Ceilinel whispered furiously, “Why didn’t you tell me this? If you had—”
“Would you have believed me? Gathin’s supposed to speak for me and she doesn’t even think I’m a person!”
She didn’t answer, and by the time they reached the end of another hall, he thought the conversation was over. He heard the faint sound of running footsteps, maybe the creak of a door opening, but from the echoes they were some distance away. Then Ceilinel admitted, “I don’t know if I would have believed you.”
He didn’t know what to say to that, so didn’t say anything.
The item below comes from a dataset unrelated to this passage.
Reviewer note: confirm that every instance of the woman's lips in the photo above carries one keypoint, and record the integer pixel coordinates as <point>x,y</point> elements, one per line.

She added, “This Lavinat, did she care if she survived? Or those with her?”
“I don’t think so. I don’t even know if they thought about it.”
Ceilinel made a distracted gesture as she considered it. “So . . . The point of this attack is not that you and I are killed, it’s that we are killed by Hians.”
She was probably right. Some Hians wanted the Jandera to attack them, either so they would have an excuse to fight or for some other less apparent reason. Other Hians didn’t. Killing an important Kishan like Ceilinel might force a violent response from Kish-Karad and the Ja
ndera in Kedmar and take the choice away from the other Hians.
They had been drawing closer to the area where the sunset tinge of natural light still shone. The hall opened out onto a broad balcony, with a wide stair leading down to a chamber below. Three big windows, all sealed with faceted crystal, stretched up the far wall, allowing in the last of the day’s sunlight. The water channels ran out from the halls of shelves to become miniature waterfalls at the balcony’s edge. The falling water sound covered small movements. Ceilinel lowered her voice even more, saying, “The public entrance is down there.”
Moon caught the scent of outdoor air. “There’s a door open.” The Hians must have gotten here first.
“The main doors are kept propped open. It’s symbolic, so anyone can enter the archives at any time.”
The Hians still might have gotten here first. Moon held out an arm to Ceilinel. “We’ll go fast.” All he wanted to do was curl up in a corner and collapse. Just get outside, leave her where she can get help, and find a place to hide, he promised himself.
Ceilinel reached for his hand, then her face went still. “Someone’s performing an arcana.”
Moon hissed, thinking of the collapse that had blocked the shaft down into the docking structure. “Watch out for these arches. The Hians could bring them down and trap us in here.”
Ceilinel turned to stare at him. “Hians don’t have that kind of arcanic ability.”
Moon snorted. “Hians lie a lot.”
Something cracked overhead, a deep ominous reverberation. Moon grabbed Ceilinel around the waist and bounced to the balustrade. Below he caught a quick glimpse of the big foyer at the bottom of the stairs, the large oblong fountain pools to either side, and the heavy chased metal doors standing open just enough for a broad-shouldered groundling to step through. Someone shouted and just as Moon leapt the air moved around him, pushed by the sudden force of a heavy object’s plunge. He twisted to avoid it and knew he was about to fall badly.